Consider the following standard CRTP example:
#include <iostream>
template<class Derived>
struct Base {
void f() { static_cast<Derived *>(this)->f(); }
void g() { static_cast<Derived *>(this)->g(); }
};
struct Foo : public Base<Foo> {
void f() { std::cout << 42 << std::endl; }
};
int main() {
Foo foo;
foo.f(); // just OK
foo.g(); // this will stack overflow and segfault
}
If this was regular virtual inheritance I could have mark virtual f and g methods as pure like
struct Base {
virtual void f() = 0;
virtual void g() = 0;
};
and get a compile time error about Foo being abstract. But CRTP offers no such protection. Can I implement it somehow? Runtime check is acceptable too.
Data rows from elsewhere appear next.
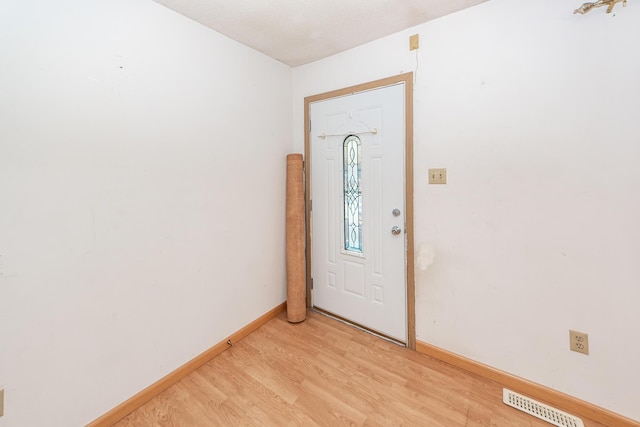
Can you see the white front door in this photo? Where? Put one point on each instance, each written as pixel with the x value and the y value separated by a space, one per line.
pixel 358 202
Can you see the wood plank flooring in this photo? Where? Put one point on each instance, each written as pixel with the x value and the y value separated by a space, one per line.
pixel 324 373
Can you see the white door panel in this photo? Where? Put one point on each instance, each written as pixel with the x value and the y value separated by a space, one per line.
pixel 367 284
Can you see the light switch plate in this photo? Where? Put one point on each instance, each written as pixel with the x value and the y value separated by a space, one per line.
pixel 437 176
pixel 414 42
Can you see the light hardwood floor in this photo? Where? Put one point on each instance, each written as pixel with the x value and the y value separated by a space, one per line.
pixel 324 373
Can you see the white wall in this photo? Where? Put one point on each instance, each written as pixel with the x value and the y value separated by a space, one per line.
pixel 533 111
pixel 142 174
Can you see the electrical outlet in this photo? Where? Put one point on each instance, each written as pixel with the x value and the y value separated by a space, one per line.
pixel 579 341
pixel 437 176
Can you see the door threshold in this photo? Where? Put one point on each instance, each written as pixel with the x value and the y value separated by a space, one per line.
pixel 357 326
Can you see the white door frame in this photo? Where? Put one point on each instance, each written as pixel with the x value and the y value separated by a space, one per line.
pixel 407 79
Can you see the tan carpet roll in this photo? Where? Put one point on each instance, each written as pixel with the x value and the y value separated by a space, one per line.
pixel 296 290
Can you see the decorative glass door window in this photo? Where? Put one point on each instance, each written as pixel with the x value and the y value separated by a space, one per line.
pixel 352 171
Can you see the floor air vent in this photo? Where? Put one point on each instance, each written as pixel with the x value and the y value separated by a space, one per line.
pixel 540 410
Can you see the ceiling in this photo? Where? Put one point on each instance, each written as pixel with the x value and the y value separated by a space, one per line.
pixel 298 32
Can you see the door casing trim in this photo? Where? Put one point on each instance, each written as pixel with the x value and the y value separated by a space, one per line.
pixel 407 79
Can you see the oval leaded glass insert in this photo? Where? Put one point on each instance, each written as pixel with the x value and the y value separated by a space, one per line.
pixel 352 164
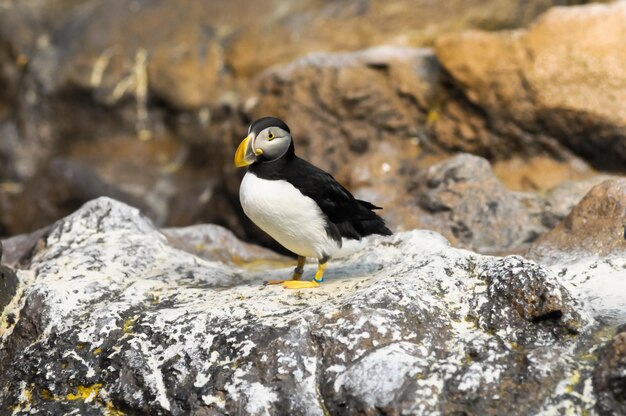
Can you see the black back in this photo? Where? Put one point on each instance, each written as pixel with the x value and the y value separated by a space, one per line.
pixel 347 216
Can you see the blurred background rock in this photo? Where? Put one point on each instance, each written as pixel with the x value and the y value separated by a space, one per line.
pixel 485 120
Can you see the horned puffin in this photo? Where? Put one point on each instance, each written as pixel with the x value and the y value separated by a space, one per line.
pixel 299 205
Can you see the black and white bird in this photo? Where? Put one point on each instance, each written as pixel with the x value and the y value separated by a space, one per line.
pixel 299 205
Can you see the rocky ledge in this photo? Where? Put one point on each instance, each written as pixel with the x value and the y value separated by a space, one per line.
pixel 110 317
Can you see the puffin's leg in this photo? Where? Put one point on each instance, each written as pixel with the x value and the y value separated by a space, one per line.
pixel 319 278
pixel 297 273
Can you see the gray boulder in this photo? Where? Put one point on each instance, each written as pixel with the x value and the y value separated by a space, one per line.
pixel 109 316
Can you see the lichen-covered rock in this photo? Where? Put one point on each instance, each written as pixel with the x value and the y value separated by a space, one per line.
pixel 215 243
pixel 609 378
pixel 8 283
pixel 466 202
pixel 109 316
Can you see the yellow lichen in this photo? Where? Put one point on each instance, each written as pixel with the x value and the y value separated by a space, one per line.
pixel 573 381
pixel 128 324
pixel 85 393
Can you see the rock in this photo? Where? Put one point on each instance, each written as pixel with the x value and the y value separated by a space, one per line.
pixel 57 190
pixel 8 285
pixel 609 379
pixel 514 95
pixel 19 247
pixel 596 227
pixel 466 202
pixel 110 316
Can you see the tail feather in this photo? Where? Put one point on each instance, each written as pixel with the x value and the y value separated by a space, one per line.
pixel 364 223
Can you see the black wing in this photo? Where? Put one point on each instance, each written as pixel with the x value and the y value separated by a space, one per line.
pixel 352 217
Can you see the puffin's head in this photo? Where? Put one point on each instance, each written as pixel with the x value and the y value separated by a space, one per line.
pixel 268 139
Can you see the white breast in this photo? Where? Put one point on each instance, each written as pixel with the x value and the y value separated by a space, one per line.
pixel 292 219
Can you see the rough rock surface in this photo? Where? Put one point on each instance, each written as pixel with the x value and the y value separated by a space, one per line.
pixel 110 317
pixel 594 227
pixel 610 376
pixel 215 243
pixel 8 282
pixel 465 199
pixel 152 95
pixel 561 80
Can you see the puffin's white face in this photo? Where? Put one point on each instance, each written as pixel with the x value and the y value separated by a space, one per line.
pixel 269 144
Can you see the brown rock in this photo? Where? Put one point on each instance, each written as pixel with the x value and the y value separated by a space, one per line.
pixel 595 227
pixel 340 105
pixel 609 379
pixel 465 202
pixel 60 188
pixel 561 80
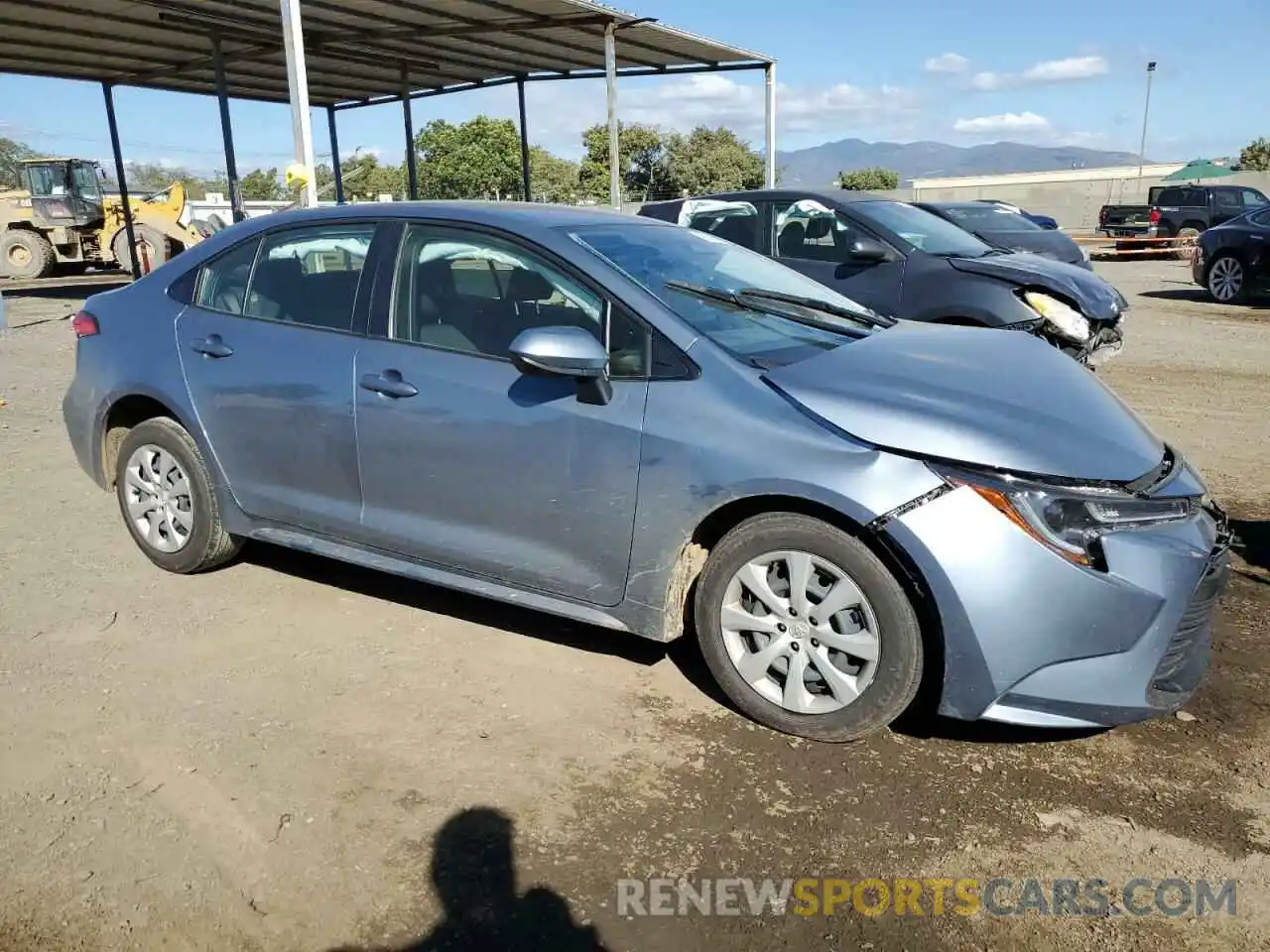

I thought about comparing this->f pointer with static_cast<Derived *>(this)->f, but didn't manage to make it work.
Here is another possibility:
#include <iostream>
template<class Derived>
struct Base {
auto f() { return static_cast<Derived *>(this)->f(); }
auto g() { return static_cast<Derived *>(this)->g(); }
};
struct Foo : public Base<Foo> {
void f() { std::cout << 42 << std::endl; }
};
int main() {
Foo foo;
foo.f(); // just OK
foo.g(); // this will not compile
}
For GCC, it gives a pretty clear error message ("error: use of 'auto Base::g() [with Derived = Foo]' before deduction of 'auto'"), while for Clang, it gives a slightly less readable infinitely recursing template instantiation of Base<Foo>::g, with g instantiating itself but eventually ending in an error.